Philosophie

Leitthese

Alle Menschen, aber auch Kulturen und Sprachen, Systeme lassen sich letztendlich auf Basis dessen fassen, wofür sie offen sind (Offenheit) und aufgrund dessen, wofür sie brennen (Resonanz) sowie in weiterer Folge auch danach, wie sie mit dem umgehen, was sie besonders gerne haben, ja lieben und damit, was sie nicht unbedingt mögen, wofür sie nicht brennen (Toleranz).

Anmerkungen

Das Erfassen der Welt und der oben genannten Einstellungen vollzieht und gestaltet sich stets aus einer bestimmten Perspektive, „die ihrer Form und ihrem Inhalt nach von der objektiven Position bedingt ist, von der aus man zu ihr kommt“ (P. Bourdieu, Praktische Vernunft 1998, S. 26)

Das Erfassen der Welt hängt also von der Struktur oder dem Profil des sozialen Raumes (Wissenschaft, Politik, Kunst, Religion, Wirtschaft etc.) ab, in dem wir uns bewegen, und von der objektiven Position oder der (ökonomischen oder symbolischen) Anerkennung, die uns in diesem sozialen Raum zukommt. Das Erfassen der Welt ist aber ebenso auf sämtliche uns charakterisierenden individuellen Dispositionen zurückzuführen, die wiederum von Veranlagungen, frühkindlichen Prägungen und Interaktionen maßgeblich gelenkt sind. Unsere Sichtweisen und Praktiken wurzeln also keinesfalls in der „Identität“, da diese meistens eine bloße Behauptung ist – oft mit ideologischer Intention. Sie fußen vielmehr in unserem Habitus, der von der Welt geprägt ist und die er auch mitprägt. Eine endlose Wechselwirkung von sozialer und personaler Struktur.

Die Erfassung der Welt hängt von den von uns verwendeten Theorien, Methoden, wissenschaftlichen, künstlerischen, religiösen oder sonstigen Ansätzen ab. Die Art und Weise, wie wir die Welt verstehen, zeigt sich also letztlich darin, in welchem Ausmaß wir dafür einen geeigneten Blickwinkel, eine optimale Sicht und eine angemessene Herangehensweise finden.
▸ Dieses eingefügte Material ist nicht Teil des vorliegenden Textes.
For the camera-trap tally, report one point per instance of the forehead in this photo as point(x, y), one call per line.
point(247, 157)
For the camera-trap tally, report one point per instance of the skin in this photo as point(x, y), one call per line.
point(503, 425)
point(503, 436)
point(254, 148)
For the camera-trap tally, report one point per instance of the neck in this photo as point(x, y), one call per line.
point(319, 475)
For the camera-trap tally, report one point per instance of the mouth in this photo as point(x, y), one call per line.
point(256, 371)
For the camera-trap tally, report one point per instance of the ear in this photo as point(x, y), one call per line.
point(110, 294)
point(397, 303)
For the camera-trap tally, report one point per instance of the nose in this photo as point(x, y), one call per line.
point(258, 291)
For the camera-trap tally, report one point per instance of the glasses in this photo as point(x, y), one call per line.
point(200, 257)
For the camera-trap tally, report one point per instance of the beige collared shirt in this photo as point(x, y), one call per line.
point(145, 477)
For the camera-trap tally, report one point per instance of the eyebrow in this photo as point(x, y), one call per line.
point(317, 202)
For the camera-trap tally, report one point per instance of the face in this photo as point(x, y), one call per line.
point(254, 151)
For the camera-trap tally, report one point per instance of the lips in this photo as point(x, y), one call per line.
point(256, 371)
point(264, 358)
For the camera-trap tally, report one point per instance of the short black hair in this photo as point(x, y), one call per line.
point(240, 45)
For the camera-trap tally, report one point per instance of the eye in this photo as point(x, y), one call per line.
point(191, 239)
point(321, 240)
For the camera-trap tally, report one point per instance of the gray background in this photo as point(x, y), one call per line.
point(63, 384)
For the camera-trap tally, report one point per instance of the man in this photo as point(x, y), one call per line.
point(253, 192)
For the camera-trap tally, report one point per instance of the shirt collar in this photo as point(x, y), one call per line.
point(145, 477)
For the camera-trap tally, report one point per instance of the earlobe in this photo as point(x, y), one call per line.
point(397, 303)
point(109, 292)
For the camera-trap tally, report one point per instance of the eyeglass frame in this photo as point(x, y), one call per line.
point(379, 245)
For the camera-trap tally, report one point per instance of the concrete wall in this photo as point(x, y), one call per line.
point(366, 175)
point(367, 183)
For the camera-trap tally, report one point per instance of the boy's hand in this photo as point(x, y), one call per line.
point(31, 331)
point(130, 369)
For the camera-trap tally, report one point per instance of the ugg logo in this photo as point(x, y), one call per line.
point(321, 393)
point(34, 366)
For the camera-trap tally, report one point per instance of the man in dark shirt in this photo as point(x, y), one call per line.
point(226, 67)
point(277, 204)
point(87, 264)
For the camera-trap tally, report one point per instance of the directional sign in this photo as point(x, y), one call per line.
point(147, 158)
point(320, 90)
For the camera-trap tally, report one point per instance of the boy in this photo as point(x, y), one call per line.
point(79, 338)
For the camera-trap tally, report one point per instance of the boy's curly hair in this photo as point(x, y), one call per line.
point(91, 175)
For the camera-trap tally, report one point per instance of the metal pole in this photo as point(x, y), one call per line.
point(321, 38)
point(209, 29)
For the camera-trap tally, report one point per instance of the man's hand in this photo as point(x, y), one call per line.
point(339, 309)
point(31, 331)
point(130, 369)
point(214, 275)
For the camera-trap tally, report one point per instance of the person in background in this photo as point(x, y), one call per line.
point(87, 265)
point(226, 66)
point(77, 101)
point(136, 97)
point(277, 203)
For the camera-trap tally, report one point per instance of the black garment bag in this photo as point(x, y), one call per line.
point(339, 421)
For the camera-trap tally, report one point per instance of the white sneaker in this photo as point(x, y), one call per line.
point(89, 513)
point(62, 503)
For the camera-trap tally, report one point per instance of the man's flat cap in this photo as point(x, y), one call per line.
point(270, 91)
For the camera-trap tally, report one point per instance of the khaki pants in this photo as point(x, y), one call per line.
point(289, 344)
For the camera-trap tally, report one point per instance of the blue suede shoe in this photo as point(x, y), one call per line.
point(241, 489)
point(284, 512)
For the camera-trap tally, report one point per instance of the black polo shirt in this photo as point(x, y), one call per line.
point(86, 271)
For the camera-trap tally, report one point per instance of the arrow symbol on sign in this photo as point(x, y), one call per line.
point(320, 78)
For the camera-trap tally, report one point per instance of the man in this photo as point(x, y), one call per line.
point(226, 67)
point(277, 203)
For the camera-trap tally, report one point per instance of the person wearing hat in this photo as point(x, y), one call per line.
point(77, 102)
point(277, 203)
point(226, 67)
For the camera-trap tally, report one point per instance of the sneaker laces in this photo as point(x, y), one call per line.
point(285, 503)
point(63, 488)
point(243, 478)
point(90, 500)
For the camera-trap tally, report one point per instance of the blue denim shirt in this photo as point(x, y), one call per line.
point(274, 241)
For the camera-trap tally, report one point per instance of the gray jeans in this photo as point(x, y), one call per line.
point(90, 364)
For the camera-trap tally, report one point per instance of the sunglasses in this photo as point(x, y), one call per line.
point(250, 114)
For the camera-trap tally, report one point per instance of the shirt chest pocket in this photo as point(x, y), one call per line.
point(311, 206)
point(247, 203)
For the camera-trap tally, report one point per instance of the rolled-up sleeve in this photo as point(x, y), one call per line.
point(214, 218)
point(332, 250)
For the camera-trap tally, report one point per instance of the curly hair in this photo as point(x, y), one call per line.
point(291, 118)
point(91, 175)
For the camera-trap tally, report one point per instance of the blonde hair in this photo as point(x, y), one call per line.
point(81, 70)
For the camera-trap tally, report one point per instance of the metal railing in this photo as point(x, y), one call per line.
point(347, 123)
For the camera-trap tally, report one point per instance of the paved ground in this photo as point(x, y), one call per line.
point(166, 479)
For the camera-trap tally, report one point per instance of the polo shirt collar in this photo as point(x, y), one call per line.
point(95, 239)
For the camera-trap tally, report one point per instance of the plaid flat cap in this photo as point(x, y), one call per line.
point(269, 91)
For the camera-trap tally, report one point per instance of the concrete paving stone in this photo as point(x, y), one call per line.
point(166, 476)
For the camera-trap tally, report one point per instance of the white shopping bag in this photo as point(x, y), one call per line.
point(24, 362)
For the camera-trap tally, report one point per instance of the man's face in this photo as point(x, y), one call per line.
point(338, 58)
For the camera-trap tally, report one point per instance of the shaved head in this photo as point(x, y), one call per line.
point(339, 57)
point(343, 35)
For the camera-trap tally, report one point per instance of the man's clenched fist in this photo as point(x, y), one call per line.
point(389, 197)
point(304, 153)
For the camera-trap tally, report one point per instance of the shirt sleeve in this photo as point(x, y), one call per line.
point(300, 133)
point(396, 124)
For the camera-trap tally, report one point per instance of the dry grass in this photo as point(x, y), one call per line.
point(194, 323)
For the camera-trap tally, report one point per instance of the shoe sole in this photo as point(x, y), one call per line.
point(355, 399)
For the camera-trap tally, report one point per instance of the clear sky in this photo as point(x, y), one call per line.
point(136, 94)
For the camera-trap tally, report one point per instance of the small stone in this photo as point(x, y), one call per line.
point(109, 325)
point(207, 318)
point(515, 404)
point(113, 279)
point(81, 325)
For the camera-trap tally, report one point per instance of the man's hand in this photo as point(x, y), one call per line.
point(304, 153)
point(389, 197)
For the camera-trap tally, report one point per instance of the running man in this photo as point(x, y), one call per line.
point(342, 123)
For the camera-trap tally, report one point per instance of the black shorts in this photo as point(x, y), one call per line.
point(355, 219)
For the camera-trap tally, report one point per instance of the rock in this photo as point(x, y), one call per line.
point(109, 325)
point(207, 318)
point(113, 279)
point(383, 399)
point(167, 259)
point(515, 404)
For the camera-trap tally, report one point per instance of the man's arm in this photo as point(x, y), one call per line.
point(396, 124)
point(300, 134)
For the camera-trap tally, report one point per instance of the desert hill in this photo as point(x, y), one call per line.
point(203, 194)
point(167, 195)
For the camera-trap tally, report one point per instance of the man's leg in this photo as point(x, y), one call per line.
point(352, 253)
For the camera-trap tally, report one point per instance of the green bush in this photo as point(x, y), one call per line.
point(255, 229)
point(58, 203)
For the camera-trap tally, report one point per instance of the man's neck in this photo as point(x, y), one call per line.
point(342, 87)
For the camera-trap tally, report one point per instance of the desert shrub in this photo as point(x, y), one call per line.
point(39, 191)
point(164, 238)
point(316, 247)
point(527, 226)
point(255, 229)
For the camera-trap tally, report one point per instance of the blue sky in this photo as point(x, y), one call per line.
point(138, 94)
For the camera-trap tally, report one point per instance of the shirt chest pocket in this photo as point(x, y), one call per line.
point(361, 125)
Darin spiegelt sich unser Umgang mit der Welt.

Hartmut Rosa vertritt die These, dass unsere Weltbeziehung – wenigstens künftig – keinesfalls besitzergreifend ausfallen sollte: „Wenn die Welt nicht mehr als Aggressionspunkt, sondern als Resonanzpunkt erscheint, dem wir nicht in einem Modus der Aneignung, Beherrschung und Kontrolle begegnen, der auf Verfügbarmachung zielt, sondern in einer Haltung des anverwandelnden und selbstwirksamen Hörens und Antwortens, die auf eine wechselseitige responsive Erreichbarkeit gerichtet ist, verliert das Steigerungsspiel seinen Sinn und, wichtiger noch, seine psychische Antriebsenergie. Dann wird eine andere Welt möglich.“ (H. Rosa, Unverfügbarkeit 2022, S. 122.) 

Wie kann nun jene „andere Welt“ bestimmende Realität werden? Wenn nicht für alle, so doch wenigstens für eine robuste Mehrheit?
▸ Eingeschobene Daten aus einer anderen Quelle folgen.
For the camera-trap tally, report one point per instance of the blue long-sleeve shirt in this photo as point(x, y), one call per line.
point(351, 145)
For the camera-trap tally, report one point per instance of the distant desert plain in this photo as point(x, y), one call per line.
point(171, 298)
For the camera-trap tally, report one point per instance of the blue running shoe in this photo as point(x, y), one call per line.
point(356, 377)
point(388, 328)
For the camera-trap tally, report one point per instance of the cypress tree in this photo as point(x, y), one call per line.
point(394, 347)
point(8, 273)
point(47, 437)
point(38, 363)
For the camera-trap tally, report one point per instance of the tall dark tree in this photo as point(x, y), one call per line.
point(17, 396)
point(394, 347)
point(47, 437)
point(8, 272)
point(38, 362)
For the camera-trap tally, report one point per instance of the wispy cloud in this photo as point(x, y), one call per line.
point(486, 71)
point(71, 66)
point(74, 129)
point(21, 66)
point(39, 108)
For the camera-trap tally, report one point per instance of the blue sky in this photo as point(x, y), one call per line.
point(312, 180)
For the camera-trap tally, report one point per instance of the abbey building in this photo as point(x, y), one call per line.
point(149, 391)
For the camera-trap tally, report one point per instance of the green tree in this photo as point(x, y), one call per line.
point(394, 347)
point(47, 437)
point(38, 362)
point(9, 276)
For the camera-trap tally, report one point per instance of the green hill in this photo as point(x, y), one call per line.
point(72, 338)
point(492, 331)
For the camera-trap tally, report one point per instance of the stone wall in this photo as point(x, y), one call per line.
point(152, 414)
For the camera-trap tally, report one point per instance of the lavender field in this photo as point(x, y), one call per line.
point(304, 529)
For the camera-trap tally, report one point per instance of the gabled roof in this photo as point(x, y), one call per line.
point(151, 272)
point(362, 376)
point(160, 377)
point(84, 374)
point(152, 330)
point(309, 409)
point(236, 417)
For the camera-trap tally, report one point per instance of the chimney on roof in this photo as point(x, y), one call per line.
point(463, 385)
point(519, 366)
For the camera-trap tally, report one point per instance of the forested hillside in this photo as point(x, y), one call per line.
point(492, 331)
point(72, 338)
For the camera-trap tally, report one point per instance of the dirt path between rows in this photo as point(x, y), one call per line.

Dazu kehren wir zu Bourdieu zurück: „Wenn die Dinge und die Köpfe (oder das Bewusstsein) unmittelbar aufeinander abgestimmt sind, das heißt, wenn das Auge Produkt des Feldes ist, auf das es sich bezieht, erscheint ihm dieses Feld mit allen von ihm angebotenen Produkten als unmittelbar mit Sinn und Wert versehen.“ (Pierre Bourdieu: Die historische Genese einer reinen Ästhetik. In: Wulf, Christoph et al.: Praxis und Ästhetik. 1993, S. 18.) 
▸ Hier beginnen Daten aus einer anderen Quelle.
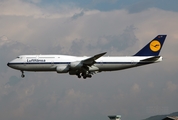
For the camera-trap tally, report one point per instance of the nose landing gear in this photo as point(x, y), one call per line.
point(22, 74)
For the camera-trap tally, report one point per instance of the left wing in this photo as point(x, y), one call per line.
point(90, 61)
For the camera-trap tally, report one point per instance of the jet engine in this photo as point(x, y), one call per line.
point(76, 65)
point(62, 69)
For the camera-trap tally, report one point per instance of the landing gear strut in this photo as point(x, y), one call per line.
point(22, 74)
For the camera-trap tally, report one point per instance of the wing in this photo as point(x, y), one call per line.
point(152, 59)
point(90, 61)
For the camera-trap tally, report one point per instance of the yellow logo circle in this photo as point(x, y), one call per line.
point(155, 45)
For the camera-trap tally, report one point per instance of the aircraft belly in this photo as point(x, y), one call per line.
point(112, 67)
point(37, 67)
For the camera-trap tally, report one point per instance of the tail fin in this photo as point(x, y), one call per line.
point(153, 48)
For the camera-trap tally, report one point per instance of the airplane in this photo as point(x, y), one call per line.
point(87, 66)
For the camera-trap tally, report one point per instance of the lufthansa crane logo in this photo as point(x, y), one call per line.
point(155, 45)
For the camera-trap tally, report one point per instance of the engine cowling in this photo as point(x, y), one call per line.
point(76, 65)
point(62, 69)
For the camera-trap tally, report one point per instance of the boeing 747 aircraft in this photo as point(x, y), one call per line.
point(87, 66)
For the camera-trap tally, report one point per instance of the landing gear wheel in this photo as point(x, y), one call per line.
point(22, 74)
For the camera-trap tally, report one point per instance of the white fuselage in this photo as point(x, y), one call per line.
point(50, 62)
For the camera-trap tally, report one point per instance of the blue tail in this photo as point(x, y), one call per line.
point(153, 48)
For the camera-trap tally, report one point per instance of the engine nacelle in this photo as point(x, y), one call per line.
point(62, 69)
point(76, 65)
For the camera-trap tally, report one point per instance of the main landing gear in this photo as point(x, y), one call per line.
point(84, 75)
point(22, 74)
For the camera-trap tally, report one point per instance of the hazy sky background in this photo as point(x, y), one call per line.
point(87, 27)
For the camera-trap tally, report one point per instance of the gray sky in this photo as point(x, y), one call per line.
point(119, 27)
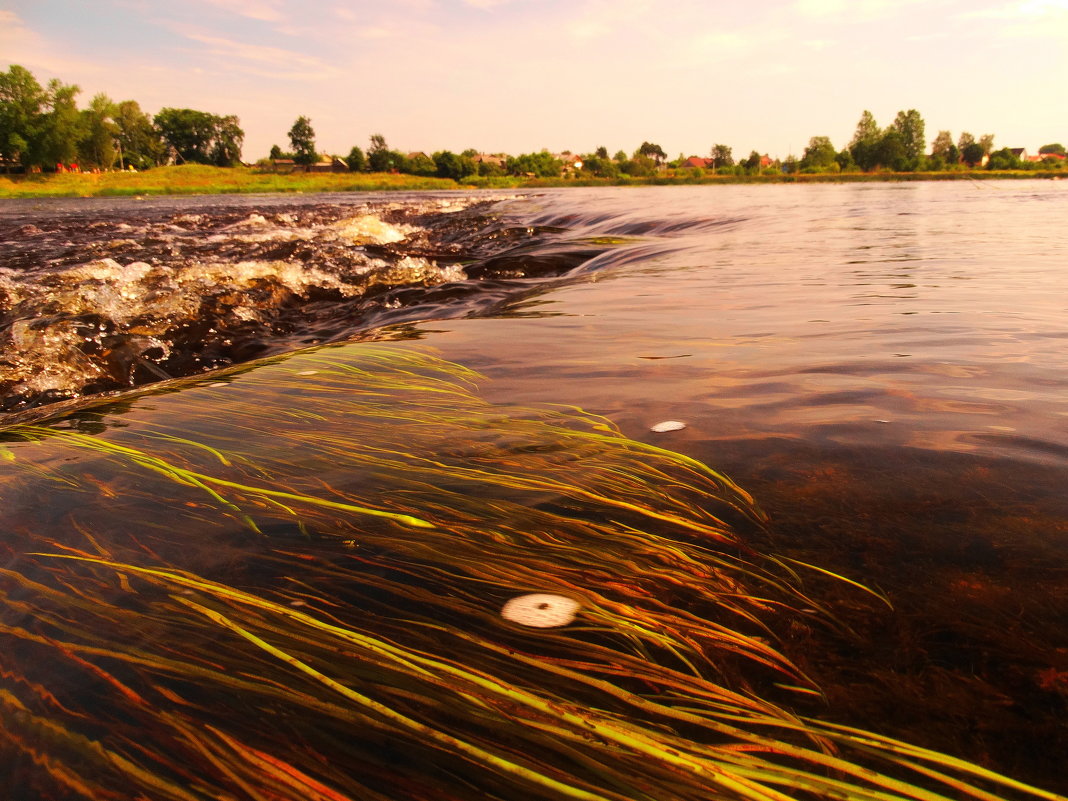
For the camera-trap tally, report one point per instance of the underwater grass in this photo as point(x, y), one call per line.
point(288, 586)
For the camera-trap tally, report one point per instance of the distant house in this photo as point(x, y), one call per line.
point(332, 163)
point(571, 162)
point(498, 159)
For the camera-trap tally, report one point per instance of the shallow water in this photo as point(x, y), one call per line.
point(881, 365)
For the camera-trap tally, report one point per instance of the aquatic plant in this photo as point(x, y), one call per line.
point(288, 583)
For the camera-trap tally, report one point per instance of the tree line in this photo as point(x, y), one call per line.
point(901, 147)
point(42, 127)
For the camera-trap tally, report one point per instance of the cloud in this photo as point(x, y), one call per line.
point(1024, 18)
point(250, 59)
point(266, 11)
point(851, 11)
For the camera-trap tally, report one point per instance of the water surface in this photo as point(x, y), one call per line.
point(882, 366)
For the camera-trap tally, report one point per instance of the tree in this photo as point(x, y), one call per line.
point(302, 141)
point(188, 131)
point(972, 153)
point(200, 138)
point(448, 165)
point(542, 165)
point(97, 146)
point(910, 127)
point(653, 151)
point(138, 140)
point(819, 156)
point(226, 141)
point(890, 152)
point(379, 157)
point(865, 141)
point(639, 167)
point(357, 160)
point(422, 165)
point(61, 126)
point(600, 166)
point(21, 98)
point(942, 143)
point(721, 156)
point(1003, 159)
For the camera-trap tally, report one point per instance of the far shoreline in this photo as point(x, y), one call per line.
point(198, 179)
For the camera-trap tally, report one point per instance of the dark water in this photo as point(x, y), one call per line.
point(883, 366)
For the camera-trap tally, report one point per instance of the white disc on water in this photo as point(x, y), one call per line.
point(668, 425)
point(540, 610)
Folgendes lässt sich aus alldem ableiten: Wenn in der Vergangenheit das Bewusstsein vieler Menschen (vor allem mittels psychologischer Manipulation, mittels Werbung und anderer Narrative) in eine bestimmte Richtung gelenkt werden konnte – nämlich in Richtung Sieg, Steigerung und Gewinnmaximierung –, sollte es möglich sein, das bestehende kollektive Bewusstsein anhand neuer Erzählungen in die entgegengesetzte Richtung zu lenken: hin zu auf Kollaboration, Resonanz und Toleranz basierenden (Welt-)Beziehungen. Die Menge der Literatur dazu ist riesig, sie wartet nur darauf, auch von der Politik entdeckt und etabliert zu werden.